Pria yang menjadi ayahnya itu jelas sudah membaca apa yang ditulis oleh Hyora. Namun, mendengar dari mulut Hyora sendiri yang berbicara ternyata jauh lebih membuatnya bahagia. Tangan Hajoon beralih menuju pucuk kepala Hyora, mengusap rambutnya lembut.

"Tentu. Memang siapa yang mau merebut Hyora dari Ayah? Tidak akan Ayah biarkan!" ujar Hajoon tegas, refleks membuat senyuman di wajah putrinya mengembang. "Karena kau sudah selesai, ayo ikut Ayah! Kita terbangkan balonnya."

Selalu menjadi momen yang dinantikan oleh Hyora saat menjelang pergantian tahun. Hanya kebiasaan ia dan ayahnya, melepaskan balon harapan ke udara. Kedua tangan Hyora sudah memegang erat tali dua buah balonㅡmasing-masing tertuliskan nama Hyora dan Hajoonㅡdan mengikuti langkah kaki Hajoon dari belakang. Dalam hitungan ketiga, balon tersebut sudah dilepaskan ke udara. Kepala Hyora perlahan mendongak ke atas, mengamati harapan-harapannya yang dibawa oleh angin sampai menghilang dari pandangan.

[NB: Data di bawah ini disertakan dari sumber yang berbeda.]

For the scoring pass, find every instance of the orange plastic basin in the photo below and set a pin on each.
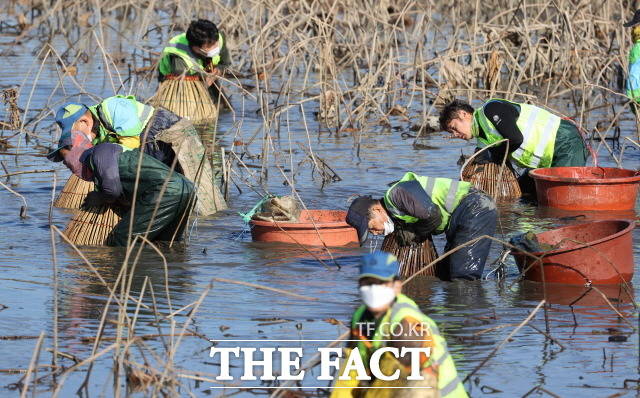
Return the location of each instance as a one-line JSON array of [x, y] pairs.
[[586, 188], [331, 229], [600, 252]]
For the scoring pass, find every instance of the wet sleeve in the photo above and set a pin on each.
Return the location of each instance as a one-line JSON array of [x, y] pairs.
[[411, 199], [504, 117], [105, 169]]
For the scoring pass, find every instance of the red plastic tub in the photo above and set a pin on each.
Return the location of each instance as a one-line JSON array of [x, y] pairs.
[[586, 188], [600, 252], [331, 229]]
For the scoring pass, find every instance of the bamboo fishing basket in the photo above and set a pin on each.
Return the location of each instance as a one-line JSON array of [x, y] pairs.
[[92, 226], [187, 97], [498, 181], [414, 257], [73, 193]]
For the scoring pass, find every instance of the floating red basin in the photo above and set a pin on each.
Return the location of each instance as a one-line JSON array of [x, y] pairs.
[[314, 228], [600, 252], [586, 188]]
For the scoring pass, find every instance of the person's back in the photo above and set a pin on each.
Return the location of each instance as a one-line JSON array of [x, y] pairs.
[[163, 198]]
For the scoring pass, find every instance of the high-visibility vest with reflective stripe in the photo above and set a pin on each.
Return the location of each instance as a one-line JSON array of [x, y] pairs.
[[179, 45], [633, 79], [129, 137], [440, 360], [444, 193], [538, 127]]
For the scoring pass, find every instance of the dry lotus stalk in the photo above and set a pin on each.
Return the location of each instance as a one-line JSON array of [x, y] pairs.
[[187, 97], [497, 181], [412, 258], [92, 226], [492, 71], [73, 193]]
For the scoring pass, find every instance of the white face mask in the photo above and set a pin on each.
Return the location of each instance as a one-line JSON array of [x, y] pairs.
[[388, 227], [377, 296], [213, 52]]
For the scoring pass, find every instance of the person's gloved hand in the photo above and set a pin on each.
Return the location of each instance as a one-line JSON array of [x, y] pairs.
[[93, 199]]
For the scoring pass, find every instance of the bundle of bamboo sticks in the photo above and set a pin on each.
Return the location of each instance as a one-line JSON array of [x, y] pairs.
[[187, 97], [498, 181], [73, 193], [92, 226], [412, 258]]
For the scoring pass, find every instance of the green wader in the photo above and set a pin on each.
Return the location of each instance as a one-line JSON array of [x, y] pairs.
[[174, 204], [570, 150]]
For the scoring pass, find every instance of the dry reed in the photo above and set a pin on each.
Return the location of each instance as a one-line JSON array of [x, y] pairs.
[[498, 181]]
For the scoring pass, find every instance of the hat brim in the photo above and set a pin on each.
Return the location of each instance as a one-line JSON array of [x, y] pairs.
[[360, 223], [634, 21]]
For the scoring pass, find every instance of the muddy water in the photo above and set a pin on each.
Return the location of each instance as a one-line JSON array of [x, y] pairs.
[[470, 314]]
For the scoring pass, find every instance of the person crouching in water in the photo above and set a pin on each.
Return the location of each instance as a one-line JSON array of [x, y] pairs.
[[388, 318], [419, 206], [113, 168]]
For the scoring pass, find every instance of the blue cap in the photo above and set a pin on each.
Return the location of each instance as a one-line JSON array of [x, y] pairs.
[[66, 117], [68, 114], [358, 216], [379, 265]]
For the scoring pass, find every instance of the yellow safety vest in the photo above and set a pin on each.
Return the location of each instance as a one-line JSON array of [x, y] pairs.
[[139, 117], [179, 45]]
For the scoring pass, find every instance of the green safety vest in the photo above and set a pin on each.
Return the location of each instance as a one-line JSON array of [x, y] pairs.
[[444, 192], [538, 127], [179, 45], [632, 86], [107, 132], [449, 384]]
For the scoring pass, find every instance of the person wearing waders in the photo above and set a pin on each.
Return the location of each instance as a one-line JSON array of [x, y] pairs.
[[113, 167], [419, 206], [158, 132], [633, 81], [121, 120], [389, 319], [202, 51], [536, 138]]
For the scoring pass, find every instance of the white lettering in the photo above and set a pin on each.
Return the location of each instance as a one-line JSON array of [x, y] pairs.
[[374, 364], [416, 369], [354, 362], [287, 363]]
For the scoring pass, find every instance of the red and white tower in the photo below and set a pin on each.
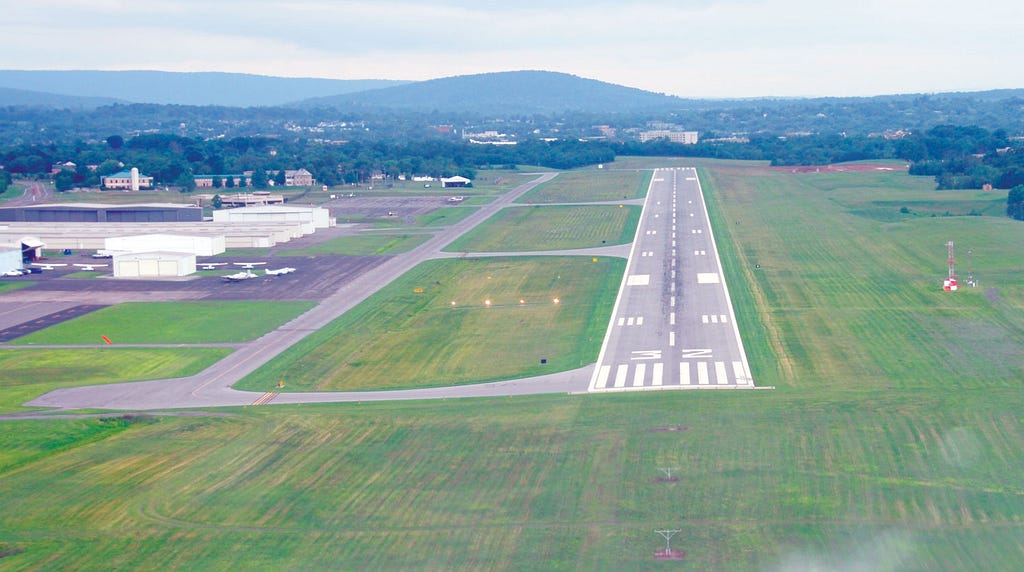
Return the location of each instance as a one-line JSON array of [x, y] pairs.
[[949, 283]]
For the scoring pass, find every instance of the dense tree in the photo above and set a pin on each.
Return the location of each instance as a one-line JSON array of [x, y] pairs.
[[1015, 203], [65, 180]]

Hanya itu satu-satunya momen yang terlintas di dalam pikiran Hyora. Berusaha memecahkan sesuatu yang tidak seharusnya ia lupakan. Fokusnya terusik ketika seseorang memencet bel rumah, menyadarkan Hyora akan jarum jam yang terus berputar. Tangannya bergegas menutup tas ransel miliknya dan melihat siapa yang datang dari jendela kamar sebelum akhirnya ia keluar. Dua laki-laki sedang berdiri di depan rumah.

Jihyuk melambaikan tangan begitu pintu yang terbuka menampilkan sosok Hyora, sementara seseorang yang lebih muda memunculkan kepalanya dari belakang tubuh lelaki itu. Memberikan senyuman manis kemudian berdiri tegak di samping Jihyuk.

"Oh, kau juga datang bersama Eunso?" tanya Hyora. Gadis itu sama sekali tidak menyadari kalau Jihyuk memesan tiket untuk tiga orang kemarin yang artinya perjalanan tersebut bukan hanya untuk mereka berdua.

Anggukan Jihyuk sudah cukup menjadi jawaban atas pertanyaan Hyora. "Kalau tidak kukabulkan permintaannya, ia akan terus merengek. Kenapa kau sangat ingin ikut?"

Eunso sengaja bergumam dengan satu tangan yang ia lipat di depan dada. Laki-laki itu menopang dagu dengan tangan satunya, mengetukkan jari di pipi seraya berpikir.

"Tentu saja aku juga ingin ikut liburan!" seru Eunso, tapi setelahnya ia mendekatkan wajah dengan telinga Jihyuk. Seolah ingin tahu apa yang ingin dibicarakan oleh adiknya, Jihyuk refleks memiringkan tubuh. "Jangan-jangan kau berharap bisa liburan hanya berdua saja dengan Kak Hyora, ya?"

"Apa?!" Jihyuk menjauhkan tubuhnya dari Eunso, membuat Hyora melihat keduanya dengan heran.

"Di mana tasmu?" tanya Jihyuk, mengalihkan topik pembicaraan. Memang benar, gadis yang bersamanya itu jauh dari kata siap untuk bepergian.